And if you don't want to or feel comfortable call the service department for their guidance but I suspect it will be very much the lines of these experienced users here. Just remember to be safe. Really strange things can happen with power. I once came home and turned on the light in the laundry room to have the light dim and a clock radio which was turned off come on. The oven wouldn't heat but appeared to be on but not warming much. Turns out that when the privacy fence was installed several years earlier the underground feed to the meter base was nicked ever so slightly and had corroded over time to where it was barely capable of carrying electricity. 
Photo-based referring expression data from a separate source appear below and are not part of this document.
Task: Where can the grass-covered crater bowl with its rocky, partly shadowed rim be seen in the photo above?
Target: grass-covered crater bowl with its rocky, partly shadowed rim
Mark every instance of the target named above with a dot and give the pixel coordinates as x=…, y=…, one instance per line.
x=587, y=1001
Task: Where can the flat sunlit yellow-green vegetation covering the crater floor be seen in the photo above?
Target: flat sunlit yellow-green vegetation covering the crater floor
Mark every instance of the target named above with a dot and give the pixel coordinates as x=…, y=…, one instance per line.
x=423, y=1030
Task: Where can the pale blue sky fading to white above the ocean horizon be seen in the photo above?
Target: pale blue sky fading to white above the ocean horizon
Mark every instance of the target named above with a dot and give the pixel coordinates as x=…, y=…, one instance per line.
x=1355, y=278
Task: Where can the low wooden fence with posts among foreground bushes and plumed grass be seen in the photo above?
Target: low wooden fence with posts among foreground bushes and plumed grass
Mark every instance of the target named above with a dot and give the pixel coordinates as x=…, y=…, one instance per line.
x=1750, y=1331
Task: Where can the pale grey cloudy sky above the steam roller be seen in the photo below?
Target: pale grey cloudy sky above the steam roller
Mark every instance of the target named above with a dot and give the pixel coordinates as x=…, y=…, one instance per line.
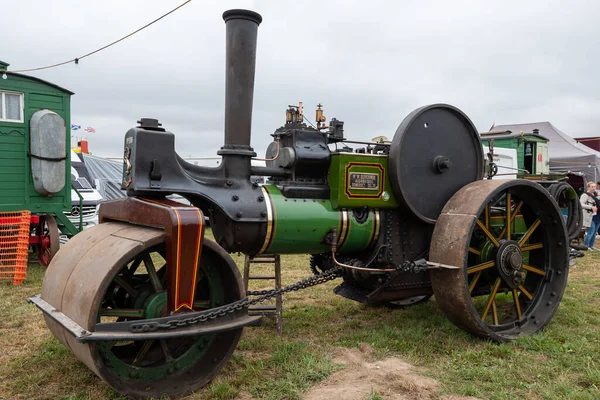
x=369, y=62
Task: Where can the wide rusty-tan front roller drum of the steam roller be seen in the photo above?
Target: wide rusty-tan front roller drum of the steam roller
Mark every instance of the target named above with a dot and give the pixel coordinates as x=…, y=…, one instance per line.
x=116, y=272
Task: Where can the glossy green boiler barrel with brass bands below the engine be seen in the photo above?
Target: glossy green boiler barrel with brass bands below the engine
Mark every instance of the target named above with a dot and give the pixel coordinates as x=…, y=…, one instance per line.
x=301, y=225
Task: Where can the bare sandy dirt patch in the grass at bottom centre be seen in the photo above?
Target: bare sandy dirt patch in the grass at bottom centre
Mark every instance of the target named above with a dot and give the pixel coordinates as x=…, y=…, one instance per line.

Only one side of the panel was being fed and back feeding to the other. But I could take a meter and read 240 volts coming in as long as it wasn't under a load. Put a load on it and it dropped to 120V. In my career as a HVAC tech I've seen some really strange electrical issue, both low and high voltage. The obvious signs are a blessing trust me. Smoke, smell, sound, and so on can be clues but when none of those are present it usually means opening it up and investigation is needed. Of if you've really wanted to get a new router and was looking for a good reason......maybe it's a sign.


----------



## sunnybob (Apr 3, 2015)

"tried plugging directly into wall"...... do you mean you had it on an extension lead?

Plug it into a completely different socket, preferably in another room. If it doesnt work, then youre sure its the machine. If it does work, dump the extension lead and reset the breaker for that room / socket.

I assume you are in USA? does the machine have a fused plug? If so, change the fuse.
After that, read as per above.


----------



## MEBCWD (Jan 14, 2012)

Welcome to the Router Forums Mark. I think everyone covered the things I would check. Hopefully it is an easy fix but it might be a good time to look for another router for hand held use that could double in the router table when needed.


----------



## mweinstock (Jul 5, 2020)

Thanks for all the welcomes and suggestions! I wanted to circle back and let you all know the issue is resolved, and without resorting to buying a new router.

I had tried the, um, physical approach, banging on the side a few times but no luck. The outlet and extension cord work ok. I use them with other tools with no issues. So it was definitely something in the tool itself. Based on the diagrams Roxanne posted (thanks!), I disassembled the router and saw that one of the brushes had popped out of its hold down. I popped it back in and everything is working ok now. I'll probably take it apart again and do something to keep the brush in place since I'm using it upside down in the router table more frequently.

Finding this forum has been great!


----------